Resenha do filme ‘Paloma’, a mulher mais feliz do sertão
Filme que conta a história real de mulher trans que sonha em casar na igreja estreia no 'streaming'
Paloma já tem um namorido, tem a casa numa cidadezinha do sertão nordestino, tem uma filha (cuja maternidade ela divide com outra mulher). E Paloma quer mais. Ela quer casar, e quer casar na igreja, como manda a tradição. A agricultora negra e analfabeta, muito romântica, ela sonha com vestido branco, véu e grinalda, tudo a que tem direito. Ou deveria ter. Apesar de católica fiel, com altar de santos em casa e tudo, como não poderia deixar de ser, Paloma é uma mulher trans. E a Igreja de sua fé não reconhece a existência de pessoas como ela, muito menos a aliança de seu amor em sagrado matrimônio.
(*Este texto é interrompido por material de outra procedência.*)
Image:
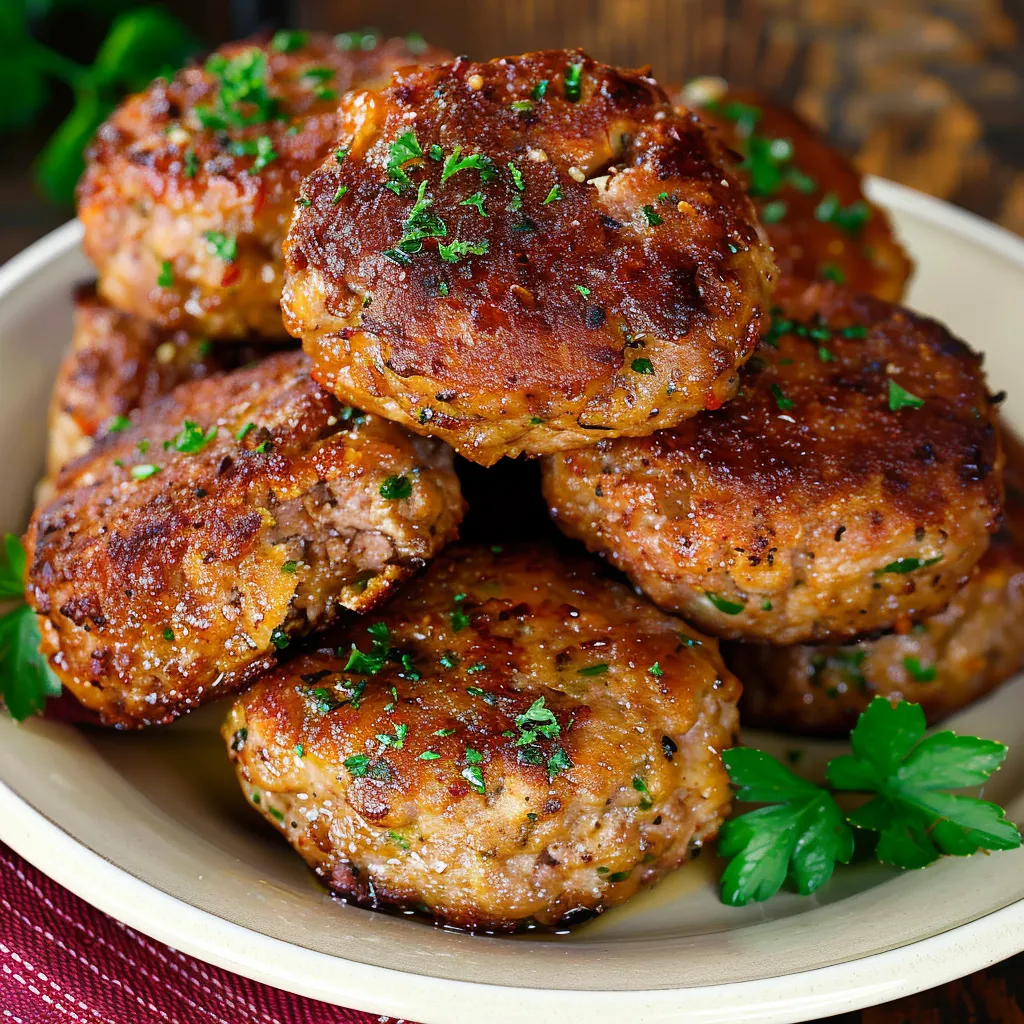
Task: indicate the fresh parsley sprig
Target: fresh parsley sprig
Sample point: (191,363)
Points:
(802,833)
(26,678)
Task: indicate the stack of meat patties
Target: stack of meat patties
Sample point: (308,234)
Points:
(538,256)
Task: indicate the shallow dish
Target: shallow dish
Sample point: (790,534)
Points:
(151,827)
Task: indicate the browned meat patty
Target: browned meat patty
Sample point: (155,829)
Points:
(189,185)
(179,555)
(525,255)
(942,663)
(854,480)
(118,363)
(809,197)
(517,740)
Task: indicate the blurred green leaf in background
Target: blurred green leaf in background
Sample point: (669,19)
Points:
(140,44)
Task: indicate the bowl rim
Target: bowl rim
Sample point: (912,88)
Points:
(804,995)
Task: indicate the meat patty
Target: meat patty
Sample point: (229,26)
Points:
(942,663)
(853,481)
(809,197)
(179,555)
(189,185)
(517,739)
(525,255)
(118,363)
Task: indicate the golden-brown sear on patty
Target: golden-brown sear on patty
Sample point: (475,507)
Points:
(118,363)
(525,255)
(188,186)
(808,196)
(537,743)
(179,555)
(853,481)
(942,663)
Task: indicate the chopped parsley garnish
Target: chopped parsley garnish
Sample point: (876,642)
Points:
(850,219)
(641,786)
(396,487)
(402,151)
(653,218)
(380,651)
(457,250)
(900,398)
(26,678)
(476,202)
(397,741)
(475,161)
(780,399)
(903,565)
(243,98)
(920,673)
(222,246)
(190,438)
(802,833)
(289,40)
(724,605)
(571,82)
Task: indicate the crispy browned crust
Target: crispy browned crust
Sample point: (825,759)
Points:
(788,503)
(583,320)
(646,785)
(156,595)
(807,247)
(943,663)
(142,204)
(118,363)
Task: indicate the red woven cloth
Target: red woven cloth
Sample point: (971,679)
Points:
(61,961)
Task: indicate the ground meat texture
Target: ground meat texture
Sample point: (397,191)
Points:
(809,197)
(853,482)
(942,663)
(178,556)
(525,255)
(189,185)
(117,364)
(538,743)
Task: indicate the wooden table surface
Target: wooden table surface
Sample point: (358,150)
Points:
(926,92)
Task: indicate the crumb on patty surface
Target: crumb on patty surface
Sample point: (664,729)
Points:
(179,555)
(525,255)
(538,743)
(854,480)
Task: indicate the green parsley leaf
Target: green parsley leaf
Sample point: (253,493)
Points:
(900,398)
(571,82)
(915,820)
(396,487)
(724,604)
(289,40)
(222,246)
(404,150)
(380,650)
(190,437)
(457,250)
(166,276)
(801,835)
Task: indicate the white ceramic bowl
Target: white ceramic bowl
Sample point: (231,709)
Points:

Por mais que o padre de sua paróquia tenha boa vontade e tente ser acolhedor, não tem jeito: só o Papa pode mudar as regras. E isso não a desanima: Paloma continua economizando seu suado dinheirinho, faz bicos como cabeleireira e, se for preciso, é com o Papa mesmo que ela vai falar. “Eu vou ser a mulher mais feliz do sertão”, diz ela, com sorriso largo, antevendo a alegria do sonho realizado.
É essa história que se desdobra em Paloma, filme de Marcelo Gomes (diretor de Cinema, Aspirina e Urubus), que inspirou-se na história real que leu num jornal sobre a ira que uma mulher trans despertou numa pequena cidade sertaneja ao decidir se casar como manda a lei de Deus. O filme, que estreou no Festival Mix Brasil, já está disponível no Globoplay, após vencer o principal prêmio do Festival do Rio, em outubro, onde a atriz Kika Sena fez história ao tornar-se a primeira mulher trans a ganhar como melhor atriz.
Desde a cena de abertura, na qual aparece totalmente nua, banhando-se, Kika traduz e transmite, na pele de Paloma, todas as nuances dessa mãe trabalhadora, cumpridora de seus deveres, dos mais rotineiros aos espirituais, que se olha no espelho e se enxerga como o que é: uma mãe de família, uma mulher que ama e é amada, como outra qualquer.
Quando não está trabalhando como peã de fazenda, ela passa a maior parte do seu tempo cuidando da filha, de 7 anos, trocando carinhos com seu amado e conversando com suas amigas. Essa é sua família, um microcosmos no qual se sente segura e validada. E, apesar do desconhecimento da relação por parte da família do seu companheiro e de que ele não faça questão de torná-la pública para os próprios amigos e colegas de trabalho, o casal é feliz.
A sensação é de que Paloma é “acolhida” em sua pequena cidade. Ela faz até mesmo os penteados de casamento das noivas locais (essas, sim, autorizadas a receber a bênção no altar). Mas a dureza da realidade sempre está à espreita. Das risadas e comentários transfóbicos que ouve nas ruas até o motorista de caminhão que lhe dá carona e se exibe na beira da estrada ao seu lado —ele irá estuprá-la?—, os perigos do país que mais mata pessoas LGBTQIAP+ no mundo vão escalando até uma tragédia. Mas Paloma não desiste do seu sonho. Pelo contrário. É com força renovada que ela enfrenta o conservadorismo e preconceito de quem lhe aponta o dedo por ousar ser mais do que meramente tolerada.
Nem quando Paloma encontra um padre dissidente e sua pequena capela caseira e praticamente clandestina para casá-la, alcança a plenitude de um final feliz. Quando sua história ganha atenção na mídia, as pressões familiares e sociais sobre seu companheiro e, então surgem conflitos. Nesse filme que fala de família, fé, religião e amor, principalmente amor próprio, o desfecho pode ser considerado bruto, mas é realista. E, por isso mesmo, recheado de esperança. Em sua busca por felicidade, Paloma busca a si mesma. E é é sua maior força. Ela é uma mulher que tem a si mesma. Além da fé em Deus, eu si própria e no que é capaz de conquistar. Tem amor para dar e receber e força para correr atrás dos seus desejos. É já, por isso mesmo, a mulher mais feliz do sertão.